千歳は喜んで私の頬にキスをして、菜々も真似して私にキスする。


「宿題はもう終わったの?」


私はふたりに聞くと菜々が嫌そうな顔をする。


「まだ……」


「書きたくないの?」


私はじっと菜々を見る。


「分からないから」


彼女は口をとがらせて言う。


「なら私が教えてあげるのはどう?」


千歳は勉強には全く興味がなく家庭教師も嫌がるけど、私の言うことに抵抗しなかった。


「じゃあちゃんと勉強したらご褒美くれる?」


千歳は小悪魔のような表情で私を見る。


「もちろん、ご褒美あげるよ」


「何でもいい?例えばさ、RMの宇宙飛行士の腕時計とか?」


「世界限定30本の腕時計?」


私はその腕時計を知っている。


千歳はキラキラした目になった。


「それそれ、でも高すぎるよね?」


「ちゃんと勉強して、今度のテストでトップ10に入ったら買ってあげる。」


「本当?汐里、約束だよ?」


「もちろん。約束破ったことある?」


「汐里、最高!大好き!」


千歳は飛び上がるほど喜んだ。


菜々は高価なものの価値はまだ分からないようで、お姉ちゃんの真似をした。


「汐里、私もいい点とったらご褒美もらえるかな?ラブブがほしい……」


「もちろん!」


私は即答した。千歳に比べたら、菜々の願いは簡単に満足できる。





氷室真司がドアをバタンと開けて出てきたとき、普段なら勉強させるのに苦労する娘たちが、おとなしく庭のテーブルで宿題をしているのを見かけた。


そんな中私はそばで千歳に問題を教えている。


彼は深呼吸をして、そのまま少し離れた場所からその様子を眺めた。


最近、彼が目にするのは雪奈が子どもたちを罵り、家庭教師を何度も替える姿ばかりだった。

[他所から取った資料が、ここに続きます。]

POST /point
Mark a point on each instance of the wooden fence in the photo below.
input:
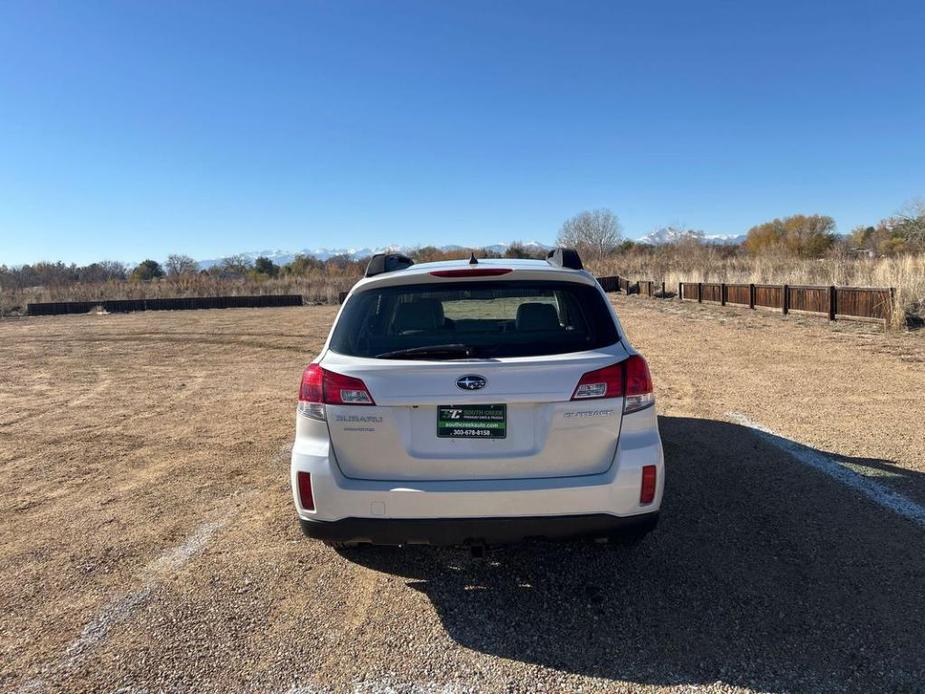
(861, 303)
(176, 304)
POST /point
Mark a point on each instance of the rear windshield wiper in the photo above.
(454, 351)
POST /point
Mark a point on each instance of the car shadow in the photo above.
(763, 573)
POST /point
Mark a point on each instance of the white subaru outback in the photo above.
(476, 403)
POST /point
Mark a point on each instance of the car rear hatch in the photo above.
(473, 378)
(521, 423)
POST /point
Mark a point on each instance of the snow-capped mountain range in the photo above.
(675, 234)
(281, 257)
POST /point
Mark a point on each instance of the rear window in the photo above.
(478, 320)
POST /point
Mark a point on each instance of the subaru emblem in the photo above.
(471, 382)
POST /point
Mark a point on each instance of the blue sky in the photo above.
(137, 129)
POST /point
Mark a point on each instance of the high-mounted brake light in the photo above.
(629, 379)
(473, 272)
(320, 387)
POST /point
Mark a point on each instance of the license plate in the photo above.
(472, 421)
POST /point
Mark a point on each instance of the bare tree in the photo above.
(178, 265)
(912, 222)
(593, 233)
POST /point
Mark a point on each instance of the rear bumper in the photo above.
(475, 531)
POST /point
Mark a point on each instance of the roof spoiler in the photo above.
(387, 262)
(565, 257)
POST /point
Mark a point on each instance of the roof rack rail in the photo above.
(387, 262)
(565, 257)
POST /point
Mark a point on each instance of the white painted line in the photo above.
(884, 496)
(122, 608)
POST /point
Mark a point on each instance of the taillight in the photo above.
(345, 390)
(630, 379)
(602, 383)
(639, 393)
(304, 481)
(647, 488)
(320, 387)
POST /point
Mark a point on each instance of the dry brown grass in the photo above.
(704, 264)
(316, 288)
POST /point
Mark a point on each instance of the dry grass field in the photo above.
(148, 540)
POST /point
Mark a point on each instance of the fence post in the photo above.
(888, 320)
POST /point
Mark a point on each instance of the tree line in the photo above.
(597, 234)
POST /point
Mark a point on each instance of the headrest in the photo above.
(537, 316)
(423, 314)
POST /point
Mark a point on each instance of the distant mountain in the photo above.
(673, 235)
(281, 257)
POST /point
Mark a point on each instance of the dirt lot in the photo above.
(148, 540)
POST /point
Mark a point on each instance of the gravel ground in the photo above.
(148, 541)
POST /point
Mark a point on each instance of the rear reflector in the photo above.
(473, 272)
(305, 491)
(647, 489)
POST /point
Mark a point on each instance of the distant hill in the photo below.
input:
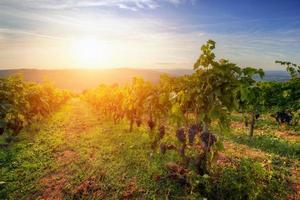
(269, 75)
(80, 79)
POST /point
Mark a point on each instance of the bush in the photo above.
(249, 180)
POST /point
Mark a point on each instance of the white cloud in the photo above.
(65, 4)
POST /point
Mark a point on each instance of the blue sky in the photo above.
(146, 33)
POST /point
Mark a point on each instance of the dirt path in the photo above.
(81, 121)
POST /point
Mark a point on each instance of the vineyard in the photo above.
(218, 133)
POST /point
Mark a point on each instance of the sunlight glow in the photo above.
(88, 52)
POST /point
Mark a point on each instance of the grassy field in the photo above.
(77, 154)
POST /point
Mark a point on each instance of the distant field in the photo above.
(76, 79)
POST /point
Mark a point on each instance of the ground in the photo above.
(77, 154)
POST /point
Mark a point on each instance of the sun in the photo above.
(87, 52)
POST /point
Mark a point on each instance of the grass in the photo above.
(77, 154)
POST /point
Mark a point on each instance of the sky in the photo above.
(51, 34)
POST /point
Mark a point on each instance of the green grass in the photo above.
(77, 154)
(270, 144)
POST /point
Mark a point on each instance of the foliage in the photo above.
(22, 102)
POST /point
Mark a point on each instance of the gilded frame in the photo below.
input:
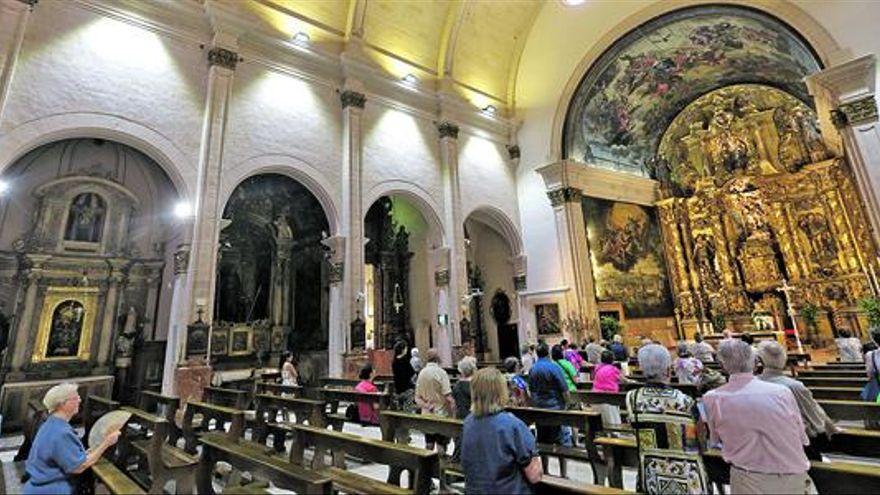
(55, 296)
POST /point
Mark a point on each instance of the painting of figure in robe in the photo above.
(66, 329)
(626, 253)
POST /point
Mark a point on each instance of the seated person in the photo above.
(499, 453)
(368, 413)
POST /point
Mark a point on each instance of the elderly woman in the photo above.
(57, 453)
(818, 425)
(665, 420)
(499, 453)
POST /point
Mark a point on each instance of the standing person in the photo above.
(367, 412)
(664, 421)
(819, 426)
(849, 348)
(703, 350)
(57, 453)
(289, 376)
(499, 453)
(760, 427)
(434, 395)
(403, 374)
(549, 390)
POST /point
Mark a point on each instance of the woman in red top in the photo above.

けれども、今のこの穏やかで温かな光景は彼の心をほっとさせた。


しばらくして、ふたりとも宿題を終えると、顔を上げて彼に気づいた。


「パパ、今日の宿題全部終わったよ!」

「パパ、私も!」


ふたりは先を争って自慢げに報告して、氷室真司はとても嬉しそうな表情になった。


「よく頑張ったね、偉いぞ!」


パパに褒められて、子どもたちは大喜び。


「もう遊んでもいい?」


「もちろんだ」


氷室真司の許可が出ると、ふたりはうれしそうに遊びに走っていった。


数歩離れてから千歳が振り返る。


「おばさん、今日は帰るの?」


「帰らないよ。しばらく泊まるつもり。私がいてもいいかな?」


「もちろんだよ!」


千歳は大喜び。


「私も!」


菜々も続けて言う。


「ふたりとも君のことが大好きみたいだ。」


ふたりが楽しそうに遊びに行くのを見て、氷室真司は感心た。


私は無邪気な子どもたちの姿に目を細めて笑った。


「私も子どたちが大好きよ」


もし自分の息子と娘が生きていたら、きっと今ごろこのくらいの年だっただろう。


「雪奈さんは?」


氷室真司の目線の変化に気づかれず、彼に尋ねた。


珍しく天宮雪奈の名を聞いて、明らかに表情が曇った。


「体調が悪いみたいで、休んでる」


「そうなの?じゃあ、そばにいてあげなきゃね。」


私は微笑んだ。


「吸ってもいい?」


彼はタバコを取り出す。


私は答えず、杖をついて彼の前に歩み寄り。ポケットから彼にもらったライターを取り出すと、彼は私を見入った。


パチッ。


私が火をつけると、彼は少し頭を下げ火にタバコを近づけて吸った。


その後、私はライターをポケットにしまった。


「普段は吸うか?」


彼が低い声で尋ねる。


私は首を振った。


「鼻炎だから、タバコは無理」


「じゃあ、なんで持ち歩いてるの?」


急な質問に、私は視線をそらし、わぞと少し動揺したように、耳元の髪を耳にかける。


「昨夜からずっとポケットに入ってたので。」


「でも、今日は昨日の服じゃないだろ?」


私は深呼吸し、彼を見上げた。


「好きで持ち歩いてるだけ!」


氷室真司の瞳の色が次第に深く濃くなっていき、その中で本人にも気づかない何かの感情が広がっていく。


やがて、私は慌てて視線を外した。


「もう暗くなったし、部屋に戻って休むね」


彼の目には一刻も逃げ出したいように映ったかもしれないが、本当は自分の目に溢れそうな憎しみが気づかれるのが怖かった。


「分かった」


彼は道を開けてくれた。


私は杖をついてゆっくりと通り過ぎた。


彼は手を差し伸べることはせず、後ろからついてきて一緒に屋敷の中へ入った。


私はホールに立ち尽くし、少し戸惑いながら尋ねた。


「私の部屋はどこ?」


「三階にいる」


私は階段を見上げる。


「三階か……」


「エレベーターがあるよ、こっちに来て。」


彼が案内してくれた。三階の部屋は広くて、小さな書斎もついている。


氷室真司と天宮雪奈の部屋は二階で、私と子どもたちの部屋は三階だ。


耳を澄ませていたが、氷室真司は私を部屋に送り届けると、そのまま書斎へ向かった。二人の部屋には戻らなかったみたい。





夜、ベッドに横になってもなかなか眠れない。


目を閉じると、蒼汰の小さな姿が浮かんでくる。涙が止められず、私はひとり部屋で長いこと泣いた。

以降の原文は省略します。